The concept of the obesity paradox in HF has been debated by several studies. It has been postulated that studies showing the obesity paradox ignore the appreciable varieties in demographic and clinical characteristics of obese and non-obese patients with HF. Not surprisingly, obese patients with HF are younger, making age the most important confounder in some studies. Other confounders such as comorbidities should also be taken into account. Using BMI as a common measure of obesity and neglecting more accurate tools is another defect in studies suggested by some authorities.10, 52-55
Impact of Weight Reduction
Although intentional weight loss is considered to have a great impact on cardiac structural and physiological changes caused by obesity, there have been different recommendations regarding weight loss for patients with HF.21 Studies on weight loss in different grades of obesity in patients with HF have yielded variable results. Considering these results and the obesity paradox, major HF societies have different recommendations for weight loss in this group of patients. Some of these societies recommend weight loss for HF patients with BMI > 40 kg/m2, some with BMI > 35 kg/m2, and some with BMI > 30 kg/m2. None of these major societies recommends weight reduction for overweight patients with HF.56
However, it remains unclear whether weight loss has a positive or negative effect on the prognosis of obese patients with HF. Studies have suggested that long-term weight loss may have an adverse effect on the prognosis of patients with HF, while subjects with CVD who lose body fat rather than lean body mass may have a better prognosis.29, 57, 58
Conclusion
The prevalence of overweight and obesity is on the rise worldwide. There is compelling evidence supporting the adverse impact of obesity on cardiac performance and morphology leading to HF. Nonetheless, there is also evidence supporting the existence of the obesity paradox, according to which obese patients with HF have a better prognosis than their leaner counterparts. Consensus has yet to emerge as to whether the obesity paradox is a true phenomenon.
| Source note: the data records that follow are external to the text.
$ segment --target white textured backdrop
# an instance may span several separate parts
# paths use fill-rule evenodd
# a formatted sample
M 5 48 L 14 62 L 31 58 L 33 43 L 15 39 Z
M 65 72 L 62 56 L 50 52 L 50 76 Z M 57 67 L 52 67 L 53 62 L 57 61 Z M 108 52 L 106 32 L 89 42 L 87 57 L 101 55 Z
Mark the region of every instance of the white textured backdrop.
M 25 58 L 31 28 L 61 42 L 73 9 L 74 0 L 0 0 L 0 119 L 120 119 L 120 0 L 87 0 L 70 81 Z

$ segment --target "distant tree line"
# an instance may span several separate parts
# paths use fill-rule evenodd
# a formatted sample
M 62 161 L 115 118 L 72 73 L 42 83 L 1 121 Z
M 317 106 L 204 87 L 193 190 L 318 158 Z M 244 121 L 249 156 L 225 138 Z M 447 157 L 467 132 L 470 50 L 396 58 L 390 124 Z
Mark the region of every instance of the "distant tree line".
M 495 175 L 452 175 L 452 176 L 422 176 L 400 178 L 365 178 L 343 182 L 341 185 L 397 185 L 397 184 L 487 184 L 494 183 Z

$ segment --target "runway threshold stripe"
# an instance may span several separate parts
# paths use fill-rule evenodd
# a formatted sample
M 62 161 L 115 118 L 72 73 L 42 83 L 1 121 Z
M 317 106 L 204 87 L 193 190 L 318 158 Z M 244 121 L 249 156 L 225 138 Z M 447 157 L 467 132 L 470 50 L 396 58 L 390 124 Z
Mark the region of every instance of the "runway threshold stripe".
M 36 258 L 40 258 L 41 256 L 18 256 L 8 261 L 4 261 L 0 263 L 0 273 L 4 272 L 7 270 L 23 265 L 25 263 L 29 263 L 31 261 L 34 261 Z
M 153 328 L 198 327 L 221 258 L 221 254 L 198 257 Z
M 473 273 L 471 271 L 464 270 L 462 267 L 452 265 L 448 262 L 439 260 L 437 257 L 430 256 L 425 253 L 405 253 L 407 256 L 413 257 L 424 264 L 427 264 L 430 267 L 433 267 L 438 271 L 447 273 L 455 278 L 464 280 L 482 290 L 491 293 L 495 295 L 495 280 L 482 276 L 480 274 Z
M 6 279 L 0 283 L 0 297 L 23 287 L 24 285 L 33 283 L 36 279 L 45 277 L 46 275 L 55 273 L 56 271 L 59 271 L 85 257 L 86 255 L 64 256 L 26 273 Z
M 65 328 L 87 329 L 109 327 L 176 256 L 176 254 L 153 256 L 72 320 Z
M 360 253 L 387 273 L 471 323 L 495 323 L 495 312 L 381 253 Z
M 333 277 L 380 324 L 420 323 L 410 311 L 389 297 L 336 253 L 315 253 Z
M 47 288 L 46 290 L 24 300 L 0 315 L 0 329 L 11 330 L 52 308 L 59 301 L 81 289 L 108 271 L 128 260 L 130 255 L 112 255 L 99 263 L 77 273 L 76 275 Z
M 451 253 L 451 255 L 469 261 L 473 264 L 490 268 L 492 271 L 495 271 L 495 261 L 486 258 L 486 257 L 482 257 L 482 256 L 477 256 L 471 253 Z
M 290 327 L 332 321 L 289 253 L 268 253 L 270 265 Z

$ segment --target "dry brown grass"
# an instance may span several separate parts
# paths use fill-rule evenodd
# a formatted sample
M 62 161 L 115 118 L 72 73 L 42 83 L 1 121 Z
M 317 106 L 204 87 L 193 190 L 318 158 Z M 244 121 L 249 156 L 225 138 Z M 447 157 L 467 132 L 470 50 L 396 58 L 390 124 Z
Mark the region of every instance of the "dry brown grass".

Many theories try to explain the mechanism of the obesity paradox, but they have been partially successful. The role of weight reduction in prognosis has not been fully explained, and there is no clear guideline recommendation. Further research is mandated in this field, especially as regards the role of the autonomic nervous system, to explain the possible mechanisms of the obesity paradox in HF.
Notes:
This paper should be cited as: Hamzeh N, Ghadimi F, Farzaneh R, Hosseini SK. Obesity, Heart Failure, and Obesity Paradox. J Teh Univ Heart Ctr 2017;12(1):1-5.